Die Symphonik Bruckners wich aber auch von den damals gängigen Gattungsnormen ab. Neben der Verwendung einer modernen Harmonik und einer neuartigen Instrumentation ist es vor allem die Vereinigung von Gegensätzen, die seine Sinfonien auszeichnen: „Strenge und Üppigkeit, Schlichtheit und Ekstatik, Bangigkeit und Feierlichkeit“ folgen in raschem Wechsel aufeinander. Die Gegenüberstellung von Klangblöcken und die ständige Verwandlung des musikalischen Materials führt zu gestaffelten Steigerungswellen. Der Bruckner-Forscher Franz Grasberger sprach vom rücksichtslosen „Hineintragen der Ekstase in die Sinfonie“.
Eine weitere Besonderheit der Sinfonien Bruckners sind die verschiedenen Fassungen. Zum Teil auf Wunsch von Freunden, zum Teil aus eigener Motivation überarbeitete er vier seiner Werke: Die erste und die achte Sinfonie liegen in zwei Fassungen vor, von der dritten und vierten gibt es sogar je drei Fassungen. Noch mehrere Jahrzehnte nach Bruckners Tod wurden seine Sinfonien nicht in den Originalfassungen des Komponisten aufgeführt und gedruckt, sondern zum Teil in entstellenden Bearbeitungen.

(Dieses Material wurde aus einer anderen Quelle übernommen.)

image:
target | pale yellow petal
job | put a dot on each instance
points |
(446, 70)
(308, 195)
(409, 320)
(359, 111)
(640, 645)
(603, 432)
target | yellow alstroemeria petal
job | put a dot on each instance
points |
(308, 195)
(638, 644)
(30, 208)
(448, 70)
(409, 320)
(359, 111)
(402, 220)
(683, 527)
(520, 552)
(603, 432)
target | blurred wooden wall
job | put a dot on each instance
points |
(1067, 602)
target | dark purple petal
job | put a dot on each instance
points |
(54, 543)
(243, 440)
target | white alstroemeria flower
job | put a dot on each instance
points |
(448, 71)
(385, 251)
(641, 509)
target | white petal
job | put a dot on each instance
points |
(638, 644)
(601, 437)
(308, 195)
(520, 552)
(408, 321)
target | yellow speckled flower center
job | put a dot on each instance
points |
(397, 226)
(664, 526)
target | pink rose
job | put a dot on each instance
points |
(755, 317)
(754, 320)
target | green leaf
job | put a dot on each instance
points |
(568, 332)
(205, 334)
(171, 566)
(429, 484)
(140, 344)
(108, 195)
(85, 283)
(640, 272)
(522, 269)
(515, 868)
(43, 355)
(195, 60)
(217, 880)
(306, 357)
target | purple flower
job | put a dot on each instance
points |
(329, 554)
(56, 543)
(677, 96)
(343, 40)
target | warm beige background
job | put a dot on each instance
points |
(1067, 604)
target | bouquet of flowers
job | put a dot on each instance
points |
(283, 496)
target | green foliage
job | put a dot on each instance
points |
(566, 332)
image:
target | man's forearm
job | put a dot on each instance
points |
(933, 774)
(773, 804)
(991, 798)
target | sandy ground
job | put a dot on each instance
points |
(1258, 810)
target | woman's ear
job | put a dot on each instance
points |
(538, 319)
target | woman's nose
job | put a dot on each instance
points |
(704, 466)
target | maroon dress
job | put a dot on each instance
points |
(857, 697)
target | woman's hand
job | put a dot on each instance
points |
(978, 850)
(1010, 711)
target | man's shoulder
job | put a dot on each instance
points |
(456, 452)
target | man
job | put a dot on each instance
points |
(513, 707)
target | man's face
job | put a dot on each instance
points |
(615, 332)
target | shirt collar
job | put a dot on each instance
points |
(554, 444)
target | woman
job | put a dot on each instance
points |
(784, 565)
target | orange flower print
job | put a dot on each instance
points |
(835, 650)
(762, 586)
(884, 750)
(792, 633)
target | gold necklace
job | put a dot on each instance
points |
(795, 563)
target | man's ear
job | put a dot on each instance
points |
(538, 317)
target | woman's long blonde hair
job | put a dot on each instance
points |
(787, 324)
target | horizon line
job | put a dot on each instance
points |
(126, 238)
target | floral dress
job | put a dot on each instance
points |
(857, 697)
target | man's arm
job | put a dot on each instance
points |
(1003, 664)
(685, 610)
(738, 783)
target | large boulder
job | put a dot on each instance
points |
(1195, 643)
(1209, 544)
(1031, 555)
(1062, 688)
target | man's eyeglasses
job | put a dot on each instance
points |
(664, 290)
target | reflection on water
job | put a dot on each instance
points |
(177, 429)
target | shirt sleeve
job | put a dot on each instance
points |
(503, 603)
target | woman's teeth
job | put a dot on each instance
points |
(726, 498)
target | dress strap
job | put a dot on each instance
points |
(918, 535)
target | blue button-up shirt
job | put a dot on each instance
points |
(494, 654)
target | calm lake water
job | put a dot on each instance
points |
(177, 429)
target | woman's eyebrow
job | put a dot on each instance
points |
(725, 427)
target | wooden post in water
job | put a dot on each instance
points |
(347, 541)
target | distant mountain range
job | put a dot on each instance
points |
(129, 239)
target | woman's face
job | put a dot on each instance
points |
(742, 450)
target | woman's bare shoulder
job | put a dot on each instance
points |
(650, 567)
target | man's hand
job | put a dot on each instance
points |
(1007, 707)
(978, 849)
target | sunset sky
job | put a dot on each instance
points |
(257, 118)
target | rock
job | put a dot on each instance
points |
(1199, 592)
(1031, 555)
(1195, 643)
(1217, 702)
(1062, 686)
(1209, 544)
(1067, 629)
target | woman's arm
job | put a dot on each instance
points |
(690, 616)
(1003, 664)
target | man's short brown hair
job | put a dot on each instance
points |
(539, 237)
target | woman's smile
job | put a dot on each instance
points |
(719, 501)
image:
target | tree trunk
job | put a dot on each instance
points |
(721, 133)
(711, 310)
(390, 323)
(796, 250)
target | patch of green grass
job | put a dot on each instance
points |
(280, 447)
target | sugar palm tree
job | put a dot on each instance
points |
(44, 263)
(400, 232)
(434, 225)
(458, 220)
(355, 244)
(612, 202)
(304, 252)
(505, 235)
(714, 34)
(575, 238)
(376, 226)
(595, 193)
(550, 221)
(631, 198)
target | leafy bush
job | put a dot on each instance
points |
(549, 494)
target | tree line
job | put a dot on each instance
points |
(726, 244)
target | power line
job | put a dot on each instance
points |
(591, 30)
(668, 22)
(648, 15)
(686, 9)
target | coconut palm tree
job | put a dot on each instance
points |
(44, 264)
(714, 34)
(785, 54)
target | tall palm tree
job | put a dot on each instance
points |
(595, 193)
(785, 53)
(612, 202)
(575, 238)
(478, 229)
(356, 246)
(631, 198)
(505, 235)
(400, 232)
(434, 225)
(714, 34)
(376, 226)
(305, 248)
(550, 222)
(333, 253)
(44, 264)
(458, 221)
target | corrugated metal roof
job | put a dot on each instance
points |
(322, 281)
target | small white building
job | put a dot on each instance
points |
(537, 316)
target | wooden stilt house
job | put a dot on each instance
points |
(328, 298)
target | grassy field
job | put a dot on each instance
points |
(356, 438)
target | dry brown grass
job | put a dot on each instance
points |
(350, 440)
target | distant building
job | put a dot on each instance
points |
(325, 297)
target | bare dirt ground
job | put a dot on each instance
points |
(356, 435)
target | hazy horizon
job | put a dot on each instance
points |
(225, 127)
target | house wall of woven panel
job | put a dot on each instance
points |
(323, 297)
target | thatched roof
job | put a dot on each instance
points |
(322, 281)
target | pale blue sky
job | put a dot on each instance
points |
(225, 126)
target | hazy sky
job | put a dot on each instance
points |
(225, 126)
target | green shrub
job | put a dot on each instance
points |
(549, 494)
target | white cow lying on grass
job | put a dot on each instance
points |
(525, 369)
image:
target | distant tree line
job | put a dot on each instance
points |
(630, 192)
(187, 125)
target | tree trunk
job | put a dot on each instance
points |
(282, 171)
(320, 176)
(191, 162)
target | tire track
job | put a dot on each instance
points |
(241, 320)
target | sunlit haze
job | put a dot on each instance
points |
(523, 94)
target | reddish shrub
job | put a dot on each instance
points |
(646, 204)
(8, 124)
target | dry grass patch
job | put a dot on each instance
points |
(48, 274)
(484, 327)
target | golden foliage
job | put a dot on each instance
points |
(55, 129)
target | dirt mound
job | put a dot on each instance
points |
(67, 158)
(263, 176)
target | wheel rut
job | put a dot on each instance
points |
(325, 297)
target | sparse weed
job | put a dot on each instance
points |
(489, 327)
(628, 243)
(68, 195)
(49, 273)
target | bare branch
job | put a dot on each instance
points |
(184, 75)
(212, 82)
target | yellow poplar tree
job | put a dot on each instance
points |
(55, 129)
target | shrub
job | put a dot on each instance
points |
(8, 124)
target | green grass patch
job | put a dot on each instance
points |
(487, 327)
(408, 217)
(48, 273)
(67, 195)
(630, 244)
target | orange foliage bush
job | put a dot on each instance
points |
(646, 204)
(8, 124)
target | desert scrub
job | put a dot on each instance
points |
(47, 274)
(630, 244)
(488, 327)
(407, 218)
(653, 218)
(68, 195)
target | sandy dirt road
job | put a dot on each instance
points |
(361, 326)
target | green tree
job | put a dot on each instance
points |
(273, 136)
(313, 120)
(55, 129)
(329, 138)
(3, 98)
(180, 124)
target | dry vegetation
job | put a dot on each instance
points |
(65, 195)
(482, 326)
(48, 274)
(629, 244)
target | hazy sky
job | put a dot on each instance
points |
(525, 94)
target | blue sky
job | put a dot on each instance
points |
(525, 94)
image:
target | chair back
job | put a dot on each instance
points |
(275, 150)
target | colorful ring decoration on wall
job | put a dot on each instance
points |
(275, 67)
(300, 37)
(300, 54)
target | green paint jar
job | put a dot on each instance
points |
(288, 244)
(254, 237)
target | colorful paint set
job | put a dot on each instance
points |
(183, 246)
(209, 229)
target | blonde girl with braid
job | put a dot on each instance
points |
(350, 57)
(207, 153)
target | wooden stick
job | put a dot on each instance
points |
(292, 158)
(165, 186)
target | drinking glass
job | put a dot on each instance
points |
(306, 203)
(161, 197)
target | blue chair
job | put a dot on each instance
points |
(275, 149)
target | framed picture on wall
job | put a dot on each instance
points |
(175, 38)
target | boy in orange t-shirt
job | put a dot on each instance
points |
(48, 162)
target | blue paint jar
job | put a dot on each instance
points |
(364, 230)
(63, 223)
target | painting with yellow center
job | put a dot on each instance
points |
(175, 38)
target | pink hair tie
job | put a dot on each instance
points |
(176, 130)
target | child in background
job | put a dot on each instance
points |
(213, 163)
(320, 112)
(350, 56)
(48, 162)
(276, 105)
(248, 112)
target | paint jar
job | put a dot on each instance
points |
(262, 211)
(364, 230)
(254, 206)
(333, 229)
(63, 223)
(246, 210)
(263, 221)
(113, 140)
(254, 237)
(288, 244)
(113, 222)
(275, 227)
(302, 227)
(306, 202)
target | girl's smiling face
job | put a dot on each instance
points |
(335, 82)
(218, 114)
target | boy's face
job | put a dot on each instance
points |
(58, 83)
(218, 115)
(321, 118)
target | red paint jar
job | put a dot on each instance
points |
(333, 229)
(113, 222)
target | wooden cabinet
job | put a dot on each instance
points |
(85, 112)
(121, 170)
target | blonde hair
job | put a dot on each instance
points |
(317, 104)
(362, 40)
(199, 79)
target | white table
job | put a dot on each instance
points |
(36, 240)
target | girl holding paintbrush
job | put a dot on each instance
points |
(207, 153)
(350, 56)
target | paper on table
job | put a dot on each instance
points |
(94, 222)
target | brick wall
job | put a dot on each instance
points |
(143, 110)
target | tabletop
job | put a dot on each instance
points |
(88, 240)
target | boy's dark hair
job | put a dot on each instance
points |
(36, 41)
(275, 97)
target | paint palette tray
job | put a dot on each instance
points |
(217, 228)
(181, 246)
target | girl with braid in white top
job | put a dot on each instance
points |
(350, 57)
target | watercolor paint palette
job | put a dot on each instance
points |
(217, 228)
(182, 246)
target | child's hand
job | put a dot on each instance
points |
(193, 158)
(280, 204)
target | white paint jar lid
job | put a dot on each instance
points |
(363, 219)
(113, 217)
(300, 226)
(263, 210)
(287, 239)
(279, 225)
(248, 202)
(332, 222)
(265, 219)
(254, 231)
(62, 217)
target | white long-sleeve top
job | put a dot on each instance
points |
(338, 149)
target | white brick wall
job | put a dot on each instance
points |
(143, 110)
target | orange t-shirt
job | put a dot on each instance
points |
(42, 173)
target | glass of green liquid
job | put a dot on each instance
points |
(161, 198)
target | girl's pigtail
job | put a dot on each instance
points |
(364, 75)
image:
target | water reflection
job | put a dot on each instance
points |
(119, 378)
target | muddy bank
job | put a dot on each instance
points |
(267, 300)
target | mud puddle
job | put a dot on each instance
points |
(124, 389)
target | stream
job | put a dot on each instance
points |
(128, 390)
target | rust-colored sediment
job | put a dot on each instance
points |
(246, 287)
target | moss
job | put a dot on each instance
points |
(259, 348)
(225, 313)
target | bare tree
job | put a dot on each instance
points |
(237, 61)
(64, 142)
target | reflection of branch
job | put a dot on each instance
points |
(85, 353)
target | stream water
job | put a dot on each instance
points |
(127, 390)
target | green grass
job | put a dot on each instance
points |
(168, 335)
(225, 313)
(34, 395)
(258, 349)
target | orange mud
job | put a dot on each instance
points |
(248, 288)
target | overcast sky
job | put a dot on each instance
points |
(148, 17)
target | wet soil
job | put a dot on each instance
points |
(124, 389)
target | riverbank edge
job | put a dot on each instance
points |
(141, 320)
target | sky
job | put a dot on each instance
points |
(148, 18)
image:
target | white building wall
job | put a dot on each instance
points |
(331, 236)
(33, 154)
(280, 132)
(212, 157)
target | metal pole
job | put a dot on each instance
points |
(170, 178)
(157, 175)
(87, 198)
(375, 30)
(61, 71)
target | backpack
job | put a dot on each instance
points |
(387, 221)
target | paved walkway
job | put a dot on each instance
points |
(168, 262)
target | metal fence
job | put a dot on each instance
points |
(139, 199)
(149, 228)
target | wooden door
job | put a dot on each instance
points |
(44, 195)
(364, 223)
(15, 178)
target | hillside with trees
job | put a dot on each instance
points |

Seit den sechziger Jahren des 20. Jahrhunderts nahm das internationale Interesse an der Musik Bruckners zu. Dazu trug wesentlich die Einspielung der Sinfonien und der größeren geistlichen Werke unter Eugen Jochum bei. Danach haben sich viele berühmte Dirigenten des monumentalen sinfonischen Werkes angenommen, unter ihnen Günter Wand. Heutzutage gilt Bruckner als der nächste große Sinfoniker Österreichs nach Beethoven und Schubert. Mit seinen Werken gab er wichtige Impulse bis weit ins 20. Jahrhundert hinein. E.H.

Zum Nachhören:
-Sinfonien 1- 9, Kölner Rundfunk-Sinfonie-Orchester, Günter Wand, Sony BMG.
-Messe Nr. 1, Motetten, Monteverdi Choir, Wiener Philharmoniker, John Eliot Gardiner, Deutsche Grammophon.
-Messen Nr. 2 und 3, Te Deum, geistliche Lieder, Pitz, Reynolds, Daniel Barenboim, EMI.

Zum Nachlesen:
Constantin Floros, Anton Bruckner. Persönlichkeit und Werk, eva.
Karl Grebe, Anton Bruckner, Rowohlt.
Hansjürgen Schaefer, Anton Bruckner. Ein Führer durch Leben und Werk, Henschel.